De rechtbank heeft het bezwaarschrift van eiser onder hetzelfde zaaknummer in behandeling genomen als het eerder ingediende beroep. De rechtbank heeft besloten om partijen niet uit te nodigen voor een zitting, omdat dit in deze zaak niet nodig werd geacht. De rechtbank oordeelt dat de ingebrekestelling van eiser prematuur was, omdat de beslistermijn nog niet was verstreken. Hierdoor is het beroep tegen het niet tijdig beslissen niet-ontvankelijk verklaard. De rechtbank heeft ook geoordeeld dat de korpschef ten onrechte heeft ingestemd met rechtstreeks beroep, omdat er in de primaire fase geen uitputtende gedachtewisseling heeft plaatsgevonden die de bezwaarschriftenprocedure overbodig zou maken.

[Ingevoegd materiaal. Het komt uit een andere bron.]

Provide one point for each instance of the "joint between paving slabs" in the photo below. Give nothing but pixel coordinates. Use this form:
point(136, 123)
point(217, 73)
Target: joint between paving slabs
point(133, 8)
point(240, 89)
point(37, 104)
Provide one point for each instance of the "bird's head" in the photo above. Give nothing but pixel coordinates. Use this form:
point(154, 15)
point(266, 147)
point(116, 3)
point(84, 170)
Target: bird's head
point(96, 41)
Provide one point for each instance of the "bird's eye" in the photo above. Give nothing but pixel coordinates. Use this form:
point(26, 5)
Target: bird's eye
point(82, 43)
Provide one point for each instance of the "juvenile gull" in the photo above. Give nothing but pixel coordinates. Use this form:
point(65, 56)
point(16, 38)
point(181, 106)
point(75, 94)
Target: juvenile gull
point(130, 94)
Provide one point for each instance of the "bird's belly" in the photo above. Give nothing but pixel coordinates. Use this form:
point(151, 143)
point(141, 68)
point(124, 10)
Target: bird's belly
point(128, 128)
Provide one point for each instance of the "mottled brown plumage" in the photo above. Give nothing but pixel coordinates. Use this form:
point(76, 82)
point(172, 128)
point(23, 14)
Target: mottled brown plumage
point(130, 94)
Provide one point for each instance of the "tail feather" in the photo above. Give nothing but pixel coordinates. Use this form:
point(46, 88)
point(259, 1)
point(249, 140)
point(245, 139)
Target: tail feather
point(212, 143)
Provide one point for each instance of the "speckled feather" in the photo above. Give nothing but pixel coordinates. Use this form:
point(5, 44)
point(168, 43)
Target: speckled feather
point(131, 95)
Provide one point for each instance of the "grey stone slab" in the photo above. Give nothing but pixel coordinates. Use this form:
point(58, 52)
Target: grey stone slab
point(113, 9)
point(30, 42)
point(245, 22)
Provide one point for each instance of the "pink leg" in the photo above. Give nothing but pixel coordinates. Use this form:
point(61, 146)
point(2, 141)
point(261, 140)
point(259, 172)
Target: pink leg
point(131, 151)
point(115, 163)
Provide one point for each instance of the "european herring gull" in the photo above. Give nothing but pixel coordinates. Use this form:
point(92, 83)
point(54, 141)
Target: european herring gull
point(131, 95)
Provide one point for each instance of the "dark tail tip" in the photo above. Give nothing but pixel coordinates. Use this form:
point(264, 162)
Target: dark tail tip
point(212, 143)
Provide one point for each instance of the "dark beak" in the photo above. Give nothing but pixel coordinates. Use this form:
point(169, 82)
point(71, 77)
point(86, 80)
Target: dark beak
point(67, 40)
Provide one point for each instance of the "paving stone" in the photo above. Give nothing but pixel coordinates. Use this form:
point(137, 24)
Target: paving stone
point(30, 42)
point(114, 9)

De rechtbank heeft besloten het beroepschrift terug te zenden aan de korpschef om als bezwaarschrift te worden behandeld. De uitspraak is gedaan door rechter A. Skerka en is openbaar uitgesproken op 22 december 2023. Tegen deze uitspraak staat geen hoger beroep open voor zover het de uitspraak betreft ingevolge artikel 8:54a van de Awb.

Uitspraak

RECHTBANK MIDDEN-NEDERLAND
Bestuursrecht
zaaknummer: UTR 23/4642

uitspraak ingevolge artikel 8:54 van de Algemene wet bestuursrecht en

uitspraak ingevolge artikel 8:54a van de Algemene wet bestuursrecht van de enkelvoudige kamer van 22 december 2023 in de zaak tussen

[eiser] , uit [plaats] , eiser

(gemachtigde: mr. P.J. de Booij),
en

de korpschef van politie, verweerder.

Inleiding

1. Eiser heeft op 10 juli 2023 een verzoek om nadeelcompensatie gedaan. Eiser stelt dat hij nadeel heeft geleden als gevolg van het besluit van verweerder waarbij is bepaald dat het hem niet langer is toegestaan zijn tolk- en vertaalwerkzaamheden binnen de politieorganisatie te verrichten en dat het eerder toekennende besluit daartoe als ingetrokken moet worden beschouwd. Eiser stelt dat hij in de periode vanaf 20 februari 2020 tot aan zijn pensioen nadeel lijdt tot een bedrag van € 756.983,28.
2. Op 22 augustus 2023 heeft eiser verweerder in gebreke gesteld omdat hij niet op tijd heeft beslist op zijn verzoek om nadeelcompensatie. Op 21 september 2023 heeft eiser beroep bij de rechtbank ingesteld vanwege het niet op tijd beslissen door verweerder.
3. Verweerder heeft op 26 september 2023 eisers verzoek om nadeelcompensatie afgewezen. Tegen dit besluit heeft eiser op 8 november 2023 bezwaar gemaakt en in zijn bezwaarschrift doet eiser het verzoek aan verweerder om in te stemmen met rechtstreeks beroep. Op 9 november 2023 heeft verweerder meegedeeld dat hij instemt met rechtstreeks beroep.
4. De rechtbank heeft het door verweerder ter behandeling als beroepschrift doorgezonden bezwaarschrift onder hetzelfde zaaknummer in behandeling genomen als het door eiser op 21 september 2023 ingediende beroep. [1]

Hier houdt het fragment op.